Kansanshi moves forward

Vancouver First Quantum Minerals (FM-T) is wasting no time in advancing its newly acquired Kansanshi copper deposit in Zambia.

The project hosts an open-pit mineral resource of 267 million tonnes grading 1.28% copper and 0.16 gram gold per tonne.

First Quantum acquired its 80% stake in the property from Cyprus Amax, a wholly owned subsidiary of Phelps Dodge (PD-N), by paying US$50,000, assuming US$27.45 million in gross debt (US$25 million net of cash) and issuing 1.4 million shares.

Thirty days after commercial production begins, the junior producer must also pay US$25 million less the market value at the time of 1.4 million of its shares.

Government-held Zambian Consolidated Copper Mines (ZCCM) holds the remaining 20% interest

"The work carried out by Cyprus Amax Minerals and Phelps Dodge is of exceptional quality and we intend to move as quickly as possible to complete the definitive bankable feasibility study," says Rod Webster, CEO of Kansanshi Mines. "The construction of a long-lived, low-cost, open-pit mine at Kansanshi will serve as a catalyst for further development in the area."

With US$25 million already spent on exploration and development at Kansanshi, First Quantum has launched a bankable feasibility study. This will consider the potential development of a large-scale open-pit mine capable of producing 50,000-100,000 tonnes copper per year.

The study is expected to be complete in nine months.
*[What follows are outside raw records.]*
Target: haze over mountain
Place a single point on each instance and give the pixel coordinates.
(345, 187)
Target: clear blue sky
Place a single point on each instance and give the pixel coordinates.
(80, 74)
Perth-based GRD Minproc has been selected as project manager of the study.

Based on 100,900 metres of drilling, the pit-contained resources for the deposit come in at:

  • 77.9 million tonnes grading 1.58% copper in the measured category;
  • 126.2 million tonnes grading 1.18% copper in the indicated category; and
  • nearly 63 million tonnes averaging 1.11% copper in the inferred class.

Lying in the northwestern portion of the country, some 15 km north of the town of Solwezi and 16 km south of the border with the Democratic Republic of Congo, Kansanshi is one of the oldest known mines in Zambia.

Since the discovery of ancient workings in 1899, the deposit has been intermittently mined for high-grade copper from both underground and open pit. The total production to date is approximately 80,000 tonnes copper.

In January 1997, as part of the privatization of ZCCM, Cyprus Amax Minerals entered into an agreement with ZCCM and the Government of the Republic of Zambia to secure majority ownership of the Kansanshi project. This agreement was finalized on March 14, 1997.

Cyprus Amax, which was subsequently acquired by Phelps Dodge, completed over 80,000 metres of drilling and produced a preliminary feasibility study in April 2000.

The Kansanshi deposit occurs within the Lufilian arc, a major tectonic province (characterized by broadly north-directed fold and thrust structures) which hosts the world-class Central African Copperbelt.

The property’s geology is dominated by the northwest-trending Kansanshi Antiform, which exposes rocks of the Late Proterozoic Kansanshi Mine Formation in the core of a major refolded fold.

Copper mineralization occurs in steeply dipping, generally north-south trending quartz-carbonate veins and as essentially flat-lying, bedding-controlled, stratabound mineralization within altered phyllitic rocks.

The deposit has been defined in two areas — the Main zone and the Northwest zone. Supergene enrichment and subsequent oxidation of the original sulphide mineralization have produced oxide and mixed and hypogene ore types.

A US$1-million infill drill program is under way.